It's too late to win my heart. Again.
It was yours for countless seasons without you even knowing it. I waited for you to be mine like I waited for the sunrise. Everyday. And everyday, you’d show up. In cups of coffee, in senseless songs, in bus rides and my tangled hair, you’re there. And you never knew.
It is too late to change my idea of love.
You were love. You were comfort. You were the one I never had to put a wall against. You picked a part of my brain and turned it into a poem. You were there at every turn of the year and somehow that made it less scary. You always found a way to creep into the mundane and made it special. With you, everything was special.

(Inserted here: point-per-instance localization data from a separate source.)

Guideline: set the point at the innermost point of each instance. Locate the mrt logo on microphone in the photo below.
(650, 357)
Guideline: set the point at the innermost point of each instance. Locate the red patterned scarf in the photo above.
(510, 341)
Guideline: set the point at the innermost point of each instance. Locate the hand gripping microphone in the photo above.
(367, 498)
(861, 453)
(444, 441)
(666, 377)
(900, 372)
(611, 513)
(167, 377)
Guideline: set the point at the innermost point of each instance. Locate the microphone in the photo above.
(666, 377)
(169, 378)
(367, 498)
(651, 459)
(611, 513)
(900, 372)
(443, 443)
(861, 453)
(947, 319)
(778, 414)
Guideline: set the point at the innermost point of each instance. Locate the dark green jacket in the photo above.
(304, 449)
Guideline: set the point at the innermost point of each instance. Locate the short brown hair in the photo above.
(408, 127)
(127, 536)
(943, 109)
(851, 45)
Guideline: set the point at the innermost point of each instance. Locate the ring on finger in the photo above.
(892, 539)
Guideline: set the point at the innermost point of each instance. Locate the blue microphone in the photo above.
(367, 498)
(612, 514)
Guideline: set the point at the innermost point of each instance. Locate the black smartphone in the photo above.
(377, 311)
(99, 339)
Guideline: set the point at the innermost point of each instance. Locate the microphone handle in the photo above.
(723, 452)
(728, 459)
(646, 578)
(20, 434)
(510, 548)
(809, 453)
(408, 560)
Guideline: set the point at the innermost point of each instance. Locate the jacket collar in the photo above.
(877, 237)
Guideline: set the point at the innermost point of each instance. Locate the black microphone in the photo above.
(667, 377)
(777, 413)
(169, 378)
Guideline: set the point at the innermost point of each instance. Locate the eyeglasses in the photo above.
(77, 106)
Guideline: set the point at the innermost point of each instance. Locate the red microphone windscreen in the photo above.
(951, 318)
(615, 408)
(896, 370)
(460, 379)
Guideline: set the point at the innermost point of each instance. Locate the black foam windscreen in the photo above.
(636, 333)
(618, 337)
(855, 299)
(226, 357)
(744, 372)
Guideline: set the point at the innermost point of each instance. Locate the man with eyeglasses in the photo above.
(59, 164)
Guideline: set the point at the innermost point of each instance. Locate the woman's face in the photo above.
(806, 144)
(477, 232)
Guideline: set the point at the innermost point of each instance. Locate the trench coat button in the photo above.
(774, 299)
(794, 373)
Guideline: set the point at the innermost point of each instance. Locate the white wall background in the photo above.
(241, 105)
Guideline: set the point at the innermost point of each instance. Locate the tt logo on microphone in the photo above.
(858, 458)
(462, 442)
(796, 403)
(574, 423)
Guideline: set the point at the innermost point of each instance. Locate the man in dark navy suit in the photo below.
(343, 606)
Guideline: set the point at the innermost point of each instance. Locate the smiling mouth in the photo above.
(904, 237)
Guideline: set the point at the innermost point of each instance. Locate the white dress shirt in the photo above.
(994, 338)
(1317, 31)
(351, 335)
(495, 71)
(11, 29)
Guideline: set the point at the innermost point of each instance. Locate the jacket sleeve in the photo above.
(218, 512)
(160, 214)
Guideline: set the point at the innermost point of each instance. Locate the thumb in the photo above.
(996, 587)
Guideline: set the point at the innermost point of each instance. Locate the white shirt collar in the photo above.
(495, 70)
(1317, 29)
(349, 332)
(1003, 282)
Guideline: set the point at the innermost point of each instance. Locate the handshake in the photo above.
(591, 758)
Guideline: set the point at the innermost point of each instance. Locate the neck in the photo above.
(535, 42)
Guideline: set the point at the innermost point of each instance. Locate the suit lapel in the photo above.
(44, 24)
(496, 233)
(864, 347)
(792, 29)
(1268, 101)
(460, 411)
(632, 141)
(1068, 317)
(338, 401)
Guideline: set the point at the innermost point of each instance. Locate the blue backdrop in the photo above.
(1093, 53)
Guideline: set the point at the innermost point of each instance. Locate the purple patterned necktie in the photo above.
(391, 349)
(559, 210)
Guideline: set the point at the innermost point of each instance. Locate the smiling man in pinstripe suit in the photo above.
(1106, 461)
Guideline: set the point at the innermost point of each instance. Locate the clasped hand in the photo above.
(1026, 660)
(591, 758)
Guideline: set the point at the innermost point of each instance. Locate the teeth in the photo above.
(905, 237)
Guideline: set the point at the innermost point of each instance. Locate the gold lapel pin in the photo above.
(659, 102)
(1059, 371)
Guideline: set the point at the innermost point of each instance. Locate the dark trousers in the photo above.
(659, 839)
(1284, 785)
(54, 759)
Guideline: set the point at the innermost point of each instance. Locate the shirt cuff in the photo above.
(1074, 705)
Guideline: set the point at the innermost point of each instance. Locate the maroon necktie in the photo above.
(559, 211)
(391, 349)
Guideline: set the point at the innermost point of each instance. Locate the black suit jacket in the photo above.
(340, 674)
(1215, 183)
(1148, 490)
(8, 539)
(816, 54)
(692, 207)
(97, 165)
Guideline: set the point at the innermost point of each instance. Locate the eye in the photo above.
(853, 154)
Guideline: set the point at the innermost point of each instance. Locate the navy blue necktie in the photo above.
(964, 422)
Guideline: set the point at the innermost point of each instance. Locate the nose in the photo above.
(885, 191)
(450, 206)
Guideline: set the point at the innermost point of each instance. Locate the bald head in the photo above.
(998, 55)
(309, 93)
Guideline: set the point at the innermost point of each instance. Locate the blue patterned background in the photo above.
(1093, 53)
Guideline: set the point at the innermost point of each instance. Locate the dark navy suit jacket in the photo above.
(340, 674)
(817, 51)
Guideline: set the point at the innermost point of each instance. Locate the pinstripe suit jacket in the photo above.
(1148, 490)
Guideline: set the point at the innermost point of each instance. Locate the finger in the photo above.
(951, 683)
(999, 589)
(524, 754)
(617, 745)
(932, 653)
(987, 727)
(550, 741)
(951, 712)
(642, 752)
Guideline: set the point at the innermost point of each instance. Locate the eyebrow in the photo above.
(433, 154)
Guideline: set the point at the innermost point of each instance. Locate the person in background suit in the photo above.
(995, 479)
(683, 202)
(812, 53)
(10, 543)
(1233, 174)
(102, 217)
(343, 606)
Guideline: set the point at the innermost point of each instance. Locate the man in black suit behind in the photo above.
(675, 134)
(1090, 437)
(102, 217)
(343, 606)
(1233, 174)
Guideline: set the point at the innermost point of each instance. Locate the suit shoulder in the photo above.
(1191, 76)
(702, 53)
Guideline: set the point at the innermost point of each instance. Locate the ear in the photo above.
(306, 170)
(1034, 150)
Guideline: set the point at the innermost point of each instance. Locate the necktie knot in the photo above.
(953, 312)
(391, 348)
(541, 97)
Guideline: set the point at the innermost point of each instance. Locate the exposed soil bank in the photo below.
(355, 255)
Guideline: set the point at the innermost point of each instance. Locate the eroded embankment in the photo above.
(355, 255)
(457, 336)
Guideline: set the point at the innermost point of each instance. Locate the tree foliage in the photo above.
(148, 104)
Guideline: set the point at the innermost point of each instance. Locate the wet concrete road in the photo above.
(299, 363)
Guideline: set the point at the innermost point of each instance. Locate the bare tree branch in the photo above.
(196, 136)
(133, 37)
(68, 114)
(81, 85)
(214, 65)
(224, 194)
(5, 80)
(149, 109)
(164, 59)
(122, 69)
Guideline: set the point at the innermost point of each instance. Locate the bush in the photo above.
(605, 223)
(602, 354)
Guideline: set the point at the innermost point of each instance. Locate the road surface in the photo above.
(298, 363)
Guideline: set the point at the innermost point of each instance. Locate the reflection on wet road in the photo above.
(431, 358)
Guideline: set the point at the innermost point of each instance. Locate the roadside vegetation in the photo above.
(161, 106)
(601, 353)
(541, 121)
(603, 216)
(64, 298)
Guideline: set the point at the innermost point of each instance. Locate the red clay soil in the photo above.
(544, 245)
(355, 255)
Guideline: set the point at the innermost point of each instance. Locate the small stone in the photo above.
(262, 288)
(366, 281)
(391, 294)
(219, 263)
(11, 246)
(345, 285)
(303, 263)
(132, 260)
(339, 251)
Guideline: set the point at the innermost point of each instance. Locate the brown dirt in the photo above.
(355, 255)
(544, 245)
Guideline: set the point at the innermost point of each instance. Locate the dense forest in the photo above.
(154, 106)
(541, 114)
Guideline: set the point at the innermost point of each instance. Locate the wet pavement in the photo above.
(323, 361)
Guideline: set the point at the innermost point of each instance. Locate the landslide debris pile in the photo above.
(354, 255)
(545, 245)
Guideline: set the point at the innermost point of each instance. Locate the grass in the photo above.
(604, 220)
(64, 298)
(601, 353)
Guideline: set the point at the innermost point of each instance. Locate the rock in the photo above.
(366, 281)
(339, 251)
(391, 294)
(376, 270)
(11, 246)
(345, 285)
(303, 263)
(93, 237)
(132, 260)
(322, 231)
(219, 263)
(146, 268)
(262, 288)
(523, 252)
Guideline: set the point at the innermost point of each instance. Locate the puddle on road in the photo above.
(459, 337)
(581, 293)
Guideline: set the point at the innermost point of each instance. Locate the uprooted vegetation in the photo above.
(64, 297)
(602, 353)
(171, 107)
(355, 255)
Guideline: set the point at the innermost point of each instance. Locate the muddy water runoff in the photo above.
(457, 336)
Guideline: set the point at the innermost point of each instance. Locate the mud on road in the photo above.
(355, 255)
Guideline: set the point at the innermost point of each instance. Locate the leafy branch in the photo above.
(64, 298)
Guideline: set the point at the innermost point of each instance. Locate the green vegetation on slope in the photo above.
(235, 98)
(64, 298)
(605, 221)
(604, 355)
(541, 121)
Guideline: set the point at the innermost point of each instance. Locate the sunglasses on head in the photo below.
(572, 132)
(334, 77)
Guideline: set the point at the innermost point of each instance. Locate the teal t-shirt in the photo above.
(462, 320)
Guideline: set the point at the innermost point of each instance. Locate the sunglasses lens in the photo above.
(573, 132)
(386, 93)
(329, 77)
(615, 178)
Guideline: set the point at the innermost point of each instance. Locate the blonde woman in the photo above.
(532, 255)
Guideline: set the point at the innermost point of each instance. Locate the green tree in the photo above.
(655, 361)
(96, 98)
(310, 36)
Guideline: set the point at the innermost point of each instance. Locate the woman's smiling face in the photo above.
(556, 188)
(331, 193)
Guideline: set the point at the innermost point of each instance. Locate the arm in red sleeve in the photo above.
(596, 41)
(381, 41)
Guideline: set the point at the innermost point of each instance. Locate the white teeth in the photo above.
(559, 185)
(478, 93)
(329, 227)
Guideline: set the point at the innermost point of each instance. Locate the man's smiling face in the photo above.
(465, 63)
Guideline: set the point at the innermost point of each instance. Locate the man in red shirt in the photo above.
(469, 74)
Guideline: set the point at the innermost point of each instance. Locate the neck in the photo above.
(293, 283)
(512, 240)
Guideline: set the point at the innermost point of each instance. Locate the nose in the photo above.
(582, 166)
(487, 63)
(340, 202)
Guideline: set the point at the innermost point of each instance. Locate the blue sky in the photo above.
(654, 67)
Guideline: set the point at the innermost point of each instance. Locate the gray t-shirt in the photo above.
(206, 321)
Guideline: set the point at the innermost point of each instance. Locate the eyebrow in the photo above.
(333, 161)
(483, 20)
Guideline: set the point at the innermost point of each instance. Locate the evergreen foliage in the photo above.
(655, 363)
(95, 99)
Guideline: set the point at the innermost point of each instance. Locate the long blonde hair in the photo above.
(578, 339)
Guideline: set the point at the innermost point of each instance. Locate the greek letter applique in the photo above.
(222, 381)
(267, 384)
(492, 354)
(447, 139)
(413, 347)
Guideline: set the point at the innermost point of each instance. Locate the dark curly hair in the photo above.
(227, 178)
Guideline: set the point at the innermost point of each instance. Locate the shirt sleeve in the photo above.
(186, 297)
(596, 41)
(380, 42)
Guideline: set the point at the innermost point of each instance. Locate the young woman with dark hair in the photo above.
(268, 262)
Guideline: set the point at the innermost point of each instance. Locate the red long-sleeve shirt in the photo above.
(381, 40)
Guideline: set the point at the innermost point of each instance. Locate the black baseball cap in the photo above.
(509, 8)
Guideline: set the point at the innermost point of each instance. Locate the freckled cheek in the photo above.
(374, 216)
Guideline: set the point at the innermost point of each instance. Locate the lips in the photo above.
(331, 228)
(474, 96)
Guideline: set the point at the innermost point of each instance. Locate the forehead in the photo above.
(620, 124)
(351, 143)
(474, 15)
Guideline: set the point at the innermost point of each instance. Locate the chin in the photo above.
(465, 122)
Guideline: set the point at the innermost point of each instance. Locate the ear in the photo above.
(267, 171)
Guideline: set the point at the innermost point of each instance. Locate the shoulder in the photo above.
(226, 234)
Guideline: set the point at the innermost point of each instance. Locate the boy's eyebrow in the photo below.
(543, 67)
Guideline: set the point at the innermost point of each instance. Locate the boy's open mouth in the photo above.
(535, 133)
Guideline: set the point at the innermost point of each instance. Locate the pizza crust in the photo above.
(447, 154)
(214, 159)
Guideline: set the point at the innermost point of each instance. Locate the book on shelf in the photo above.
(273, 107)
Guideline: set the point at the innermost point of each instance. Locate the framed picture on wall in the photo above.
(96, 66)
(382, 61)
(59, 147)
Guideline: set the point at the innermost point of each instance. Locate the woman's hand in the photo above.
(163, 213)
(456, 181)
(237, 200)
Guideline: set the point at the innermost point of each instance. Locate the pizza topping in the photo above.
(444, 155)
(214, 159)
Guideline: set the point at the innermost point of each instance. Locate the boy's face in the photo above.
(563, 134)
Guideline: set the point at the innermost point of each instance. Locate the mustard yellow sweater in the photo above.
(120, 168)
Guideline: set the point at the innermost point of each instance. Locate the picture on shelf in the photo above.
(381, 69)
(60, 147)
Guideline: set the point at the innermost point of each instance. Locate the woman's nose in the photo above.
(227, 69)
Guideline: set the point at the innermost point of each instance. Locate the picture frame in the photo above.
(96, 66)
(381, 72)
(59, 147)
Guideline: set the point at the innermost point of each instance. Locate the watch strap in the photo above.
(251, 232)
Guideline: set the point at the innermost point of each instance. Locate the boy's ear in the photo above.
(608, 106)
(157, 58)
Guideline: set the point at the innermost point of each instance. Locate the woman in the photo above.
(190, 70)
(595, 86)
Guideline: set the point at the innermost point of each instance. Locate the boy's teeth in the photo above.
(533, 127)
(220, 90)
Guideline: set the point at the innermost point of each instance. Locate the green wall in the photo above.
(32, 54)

It is too late to break my heart.
Not today. Not here. Not even when you show up and tell me it was me all along. I have hoped for this day to come, too many seasons over. But, not even your tears can break my heart. Not when I have grown to embrace the life without you. I have long put down my pen and closed the story that has you in it. I have no more words. None, when my heart has finally decided to find a home in someone else's arms.
But, it is not too late to find love again. Not here, not mine, but it will be the love you need.
Someday, I will wake up and the sunrise will remind me of you. Sunrises are always beautiful. Please remember, you will always be that to me.
I watched "Meet Me in St. Gallen" yesterday and it had the same effect "Before Sunrise" had on me. I am tempted to explain the whole emotional profile of Celeste, as she writes this letter, but I wont. Many of us can relate to Celeste at one point in our lives. And so can many of us at Jesse.
Happy Reading. And watch the movie.
p.s. I have not done any review in this blog nor have I promoted anything, but this time, I am promoting the movie because of how artfully it was made. The joys, thrills, frustrations of Celeste and Jesse were raw and real.